A catastrophe and a window on the world
“When clusters of infection arise because of precarious, shoddy, or non-existent housing, it won’t be any defence to declare that you ‘get up early in the morning’ and that as a member of the ‘squeezed middle’ you should be spared.” So writes Dr Kevin Hargaden, Assistant Director of the Jesuit Centre for Faith and Justice, in a blog post where he claims that the coronavirus shows the catastrophic nature of society growing in interconnectivity without corresponding growth in solidarity.
“COVID-19, the Coronavirus, has hitched a ride on those neoliberal global trade networks to make a happy home in Iran, Italy, and now Ireland. It also exposes how any society built on individualism is fragile, bound to collapse eventually under the weight of evidence that we are interconnected. Economic models can imagine the small trader in Hubei Province in isolation from the childcare worker in Harmonstown, but the virus will pass between them nonetheless,” he writes.

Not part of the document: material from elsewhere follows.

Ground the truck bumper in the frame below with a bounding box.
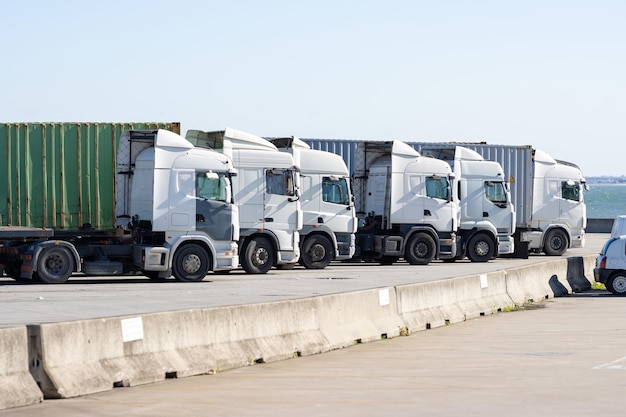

Acknowledging that it is in poor taste to present the COVID-19 crisis in terms of opportunity he nonetheless suggests that we consider carefully the nature of the catastrophe and in doing so we can begin to see how it must serve as a window through which we reimagine our political culture.
“To endure and learn from the unfolding pandemic means that we must, like the leaders of the last political revolution, develop a coherent plan that addresses the problems we all face together,” he claims, adding, “But the clarity that it offers about our present vulnerability means there can be a positive political impact. It is high time to reject the politics of rampant individualism. The pressing need is for a politics that recognises common ground, draws on common sense, and builds for the common good.”